Question

A 500 nm photon is incident normally on a perfectly reflecting surface and is reflected. The value of momentum transferred to the surface is:

• A. \( 3.87 \times 10^{-43} \, \text{kg} \, \text{ms}^{-1} \)
• B. \( 2.5 \times 10^{-30} \, \text{kg} \, \text{ms}^{-1} \)
• C. \( 2.65 \times 10^{-27} \, \text{kg} \, \text{ms}^{-1} \)
• D. \( 1.33 \times 10^{-27} \, \text{kg} \, \text{ms}^{-1} \)

Answer 1

The Correct Option is C

To find the momentum transferred to a perfectly reflecting surface by an incident photon, we can use the concept of photon momentum and its change upon reflection. Let's solve it step by step:

1. Firstly, find the momentum of the photon. The momentum \( p \) of a photon is given by the equation: \(p = \frac{h}{\lambda}\) where:
   • \( h \) is Planck's constant, \( 6.626 \times 10^{-34} \, \text{Js} \).
   • \( \lambda \) is the wavelength of the photon, given as 500 nm \( = 500 \times 10^{-9} \, \text{m} \).
2. Substitute the values into the momentum formula:

\(p_{\text{initial}} = \frac{6.626 \times 10^{-34}}{500 \times 10^{-9}}\)

1. Simplifying, we get:

\(p_{\text{initial}} = 1.3252 \times 10^{-27} \, \text{kg} \, \text{ms}^{-1}\)

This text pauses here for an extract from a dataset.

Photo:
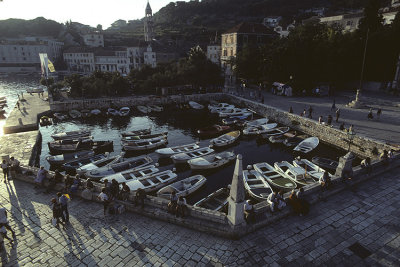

1. For a perfectly reflecting surface, the photon rebounds with an equal and opposite momentum, and thus the change in momentum \( \Delta p \) is:

\(\Delta p = p_{\text{final}} - (-p_{\text{initial}}) = 2p_{\text{initial}}\)

\(\Delta p = 2 \times 1.3252 \times 10^{-27}\)

\(\Delta p = 2.65 \times 10^{-27} \, \text{kg} \, \text{ms}^{-1}\)

Therefore, the value of momentum transferred to the surface is \( 2.65 \times 10^{-27} \, \text{kg} \, \text{ms}^{-1} \), which corresponds to the correct answer.